Elli beş yaşınızda tam belinizin üstünde sarkık bir kuşağınız olacak acı verecek bir şekilde ince olsanız bile.

Tam belinizin üstündeki bu sarkık kuşak özellikle arkadan görünür olacak ve sizi gardrobunuzdaki elbiselerinizin yarısını, özellikle beyaz gömlekleri gözden geçirmeye zorlayacak.

Her şeyi yazın.

Günlük tutun.

Daha çok resim çekin.

Boş yuva yeterince önemsenmemiş.

Birden çok tatlı ısmarlayabilirsiniz.

Çok fazla siyah boğazlı kazağa sahip olamazsınız.

Eğer ayakkabı ayakkabıcıda ayağınıza uymuyorsa hiçbir zaman uymayacaktır.

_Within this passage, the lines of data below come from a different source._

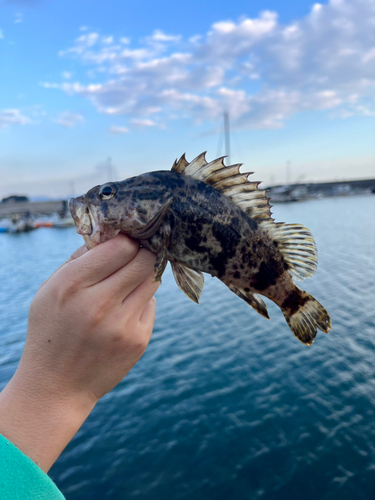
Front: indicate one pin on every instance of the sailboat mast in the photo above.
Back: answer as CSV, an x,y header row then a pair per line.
x,y
227,137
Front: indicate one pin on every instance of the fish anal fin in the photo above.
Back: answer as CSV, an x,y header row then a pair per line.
x,y
191,282
252,299
297,245
305,315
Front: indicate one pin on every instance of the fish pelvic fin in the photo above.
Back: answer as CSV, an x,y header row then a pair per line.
x,y
191,282
252,299
305,315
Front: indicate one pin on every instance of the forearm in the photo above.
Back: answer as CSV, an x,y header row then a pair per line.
x,y
39,419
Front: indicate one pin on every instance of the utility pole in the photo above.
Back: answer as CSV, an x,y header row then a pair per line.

Çocuklarınız bluğ çağındayken köpek sahibi olmak önemlidir böylelikle evdeki biri sizi görmekten mutlu olur.

Dosyalarınızı yedekleyin.

Herşeyi değerinden yüksek sigortalayın.

Ne zaman birisi “Dostluğumuz bundan daha önemli” derse dikkat edin, çünkü genellikle hiç de öyle değildir.

Tekerleği yeniden icat etmek gerekmez. Bilinen yerden başlayın.

Gecenin yarısında uyanmanızın nedeni ikinci kadeh şaraptır.

Boşanmaya karar verdiğiniz dakikada avukatınızı görmeye gidin ve evrakları hazırlayın.

Fazla bahşiş verin.

Asla bilmelerine izin vermeyin.

Giysilerinizin yalnızca üçte biri yanlışsa iyi durumdasınız.

Arkadaşlarınız bir uçak kazasında öldükleri taktirde çocuklarıyla ilgilenmenizi isterlerse, hayır diyebilirsiniz.

Sırlar yoktur.

*Amerikalı yazar ve film yönetmeni Nora Ephron’un “I feel bad about my neck” adlı kitabından.

“Damarlar sertleşince kalpler yumuşar.”